To explore the biological functions underlying the heterogeneity mediated by splicing in silent ACTH, we conducted differential pathway and expression analysis. The results revealed similar pathway activities between the low PSI group and the functional ACTH (Fig. 6k). Both the functional ACTH and the low PSI group showed a strong consistency in their transcriptional programs, with both upregulated and downregulated genes showing high similarity (Fig. 6l). Moreover, we found that the low PSI group had higher POMC expression, which is a marker gene for functional ACTH than the high PSI group (Supplementary Fig. 9d). All of these results suggested that the low PSI group of the silent ACTH shared similar molecular characteristics with the functional ACTH, which typically has a better clinical outcome. In summary, subtype-specific splicing features not only distinguish silent subtypes from functional ACTH but also stratify the silent subtype into a high PSI group associated with the worst clinical prognosis in the TPIT lineage (Fig. 6m). This insight underscores the potential of utilizing splicing profiles to refine the classification of pituitary subtypes.
Discussion
PitNETs exhibit high heterogeneity, presenting diverse clinical manifestations and comprising various hormone-secreting cell types. However, current pathological classification systems heavily rely on TFs and hormone expression, which makes it difficult to comprehensively capture the extensive heterogeneity of PitNETs. Since the third edition of the WHO classification in 2017 abandoned Ki67, p53, and other biomarkers as diagnostic markers for atypical pituitary adenomas, there have been no recognized biomarkers that can reflect the biological behavior of pituitary tumors. Thus, defining precise molecular features for direct subtyping helps clinicopathological classification, improving treatment accuracy and efficacy.

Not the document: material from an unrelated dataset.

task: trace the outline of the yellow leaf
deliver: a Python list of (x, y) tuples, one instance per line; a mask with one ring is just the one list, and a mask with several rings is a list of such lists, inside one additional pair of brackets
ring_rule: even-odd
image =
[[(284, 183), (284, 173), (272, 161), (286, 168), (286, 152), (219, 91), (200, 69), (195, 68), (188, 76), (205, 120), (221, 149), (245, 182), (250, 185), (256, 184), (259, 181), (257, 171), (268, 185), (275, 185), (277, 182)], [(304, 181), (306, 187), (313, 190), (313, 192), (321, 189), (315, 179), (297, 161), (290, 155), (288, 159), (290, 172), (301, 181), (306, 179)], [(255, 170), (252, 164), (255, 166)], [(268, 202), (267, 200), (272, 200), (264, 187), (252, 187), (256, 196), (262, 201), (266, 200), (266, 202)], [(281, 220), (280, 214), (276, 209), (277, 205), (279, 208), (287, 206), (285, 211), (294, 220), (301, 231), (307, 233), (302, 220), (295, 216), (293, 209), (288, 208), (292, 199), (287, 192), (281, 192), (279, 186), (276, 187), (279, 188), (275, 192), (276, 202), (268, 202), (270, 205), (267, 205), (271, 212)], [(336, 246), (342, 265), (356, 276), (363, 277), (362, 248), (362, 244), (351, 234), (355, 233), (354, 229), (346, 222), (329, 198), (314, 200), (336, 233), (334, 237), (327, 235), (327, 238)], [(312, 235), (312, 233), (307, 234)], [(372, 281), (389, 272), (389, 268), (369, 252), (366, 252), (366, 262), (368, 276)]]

Previous studies have reported genetic features such as GNAS mutations in the GH subtype and USP8 mutations in the ACTH subtype30. Nevertheless, around 60% of tumors lack recurrent somatic mutations31. Copy number alterations are also detected in PitNETs, yet their role in tumorigenesis remains unclear32. Transcriptome analyses have revealed distinct gene expression signatures in GH and ACTH subtypes32. Recent studies have also proposed the analysis of the proteome and epigenome of PitNETs14. However, the importance of co-transcriptional regulation in biological processes has not been emphasized in PitNETs. Previously, we identified a critical splicing factor SF3B1 as the one most commonly mutated gene in the PRL subtype33, indicating the potential role of alternative splicing in promoting tumorigenesis of pituitary tumors. However, the full splicing landscape of PitNETs remains unexplored in current research.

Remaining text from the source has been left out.